Who invented spaghetti?
The modern version of spaghetti comes from Italian innovation. But they were not the first people to make noodles.
There’s an apocryphal story that Marco Polo, while traveling in the 1300s, encountered dried noodles in China and brought them back to Italy. The Chinese have been making noodles since 3000 BCE, and there are records of their creation from as early as the 3rd century CE. That’s a lot of time to perfect the art of noodles, so it could make sense that Polo encountered them on his travels and brought them along. This story, however, is largely debunked.
It’s more likely Italians were introduced to a spaghetti predecessor that originated closer to home. Throughout the Mediterranean, from Greece to the Levant to Northern Africa, there are multiple accounts of a food called itrion/itrium/itriyya—flour and water combined, formed into strips, and dried. It is far more likely that Italian pasta evolved from this dish.
When was spaghetti invented?
Starting in the 13th century in Italy, there are literary references to several different kinds of pasta. Early precursors to things like ravioli, vermicelli, macaroni, and gnocchi pop up around this time and evolve throughout the Middle Ages and the Renaissance.
The first use of the word spaghetti didn’t come up until 1845. Known as “sparghetti” at the time, the word is a diminutive of the Italian word “spago,” which means thin cord.
Does this mean that spaghetti was the first pasta made into a long, thin shape? Probably not. This is just the first record of it. It’s possible it existed only as a regional variety before this larger expansion.

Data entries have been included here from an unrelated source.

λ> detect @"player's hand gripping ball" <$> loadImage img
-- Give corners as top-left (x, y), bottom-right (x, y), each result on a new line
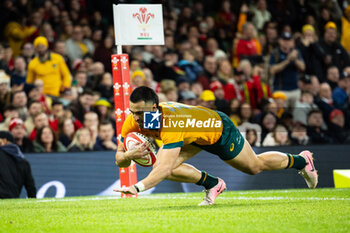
top-left (124, 132), bottom-right (157, 167)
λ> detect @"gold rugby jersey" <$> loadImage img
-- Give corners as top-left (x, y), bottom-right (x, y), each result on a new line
top-left (121, 102), bottom-right (223, 149)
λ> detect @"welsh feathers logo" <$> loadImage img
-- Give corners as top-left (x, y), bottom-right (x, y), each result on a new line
top-left (132, 7), bottom-right (154, 40)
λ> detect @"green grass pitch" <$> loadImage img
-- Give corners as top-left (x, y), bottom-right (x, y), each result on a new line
top-left (1, 188), bottom-right (349, 233)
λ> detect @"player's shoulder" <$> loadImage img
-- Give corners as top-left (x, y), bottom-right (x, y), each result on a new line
top-left (124, 114), bottom-right (135, 123)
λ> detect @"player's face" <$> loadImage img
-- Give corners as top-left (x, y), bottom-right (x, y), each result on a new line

Where was spaghetti invented?
As we have learned, it’s extremely difficult to nail down an exact location of origin. We do, however, know where the first commercial manufacturing of spaghetti occurred. In 1740 Venice, the first license for a pasta making factory was issued. From there, an entire industry was born. Pasta companies spread throughout Italy. By 1790, records of Italian tomato sauce were found. So, even throughout the long history of pasta, it’s possible that the spaghetti with tomato sauce dish we know now is only 230 years old. Proof that you don’t have to be old to be an icon.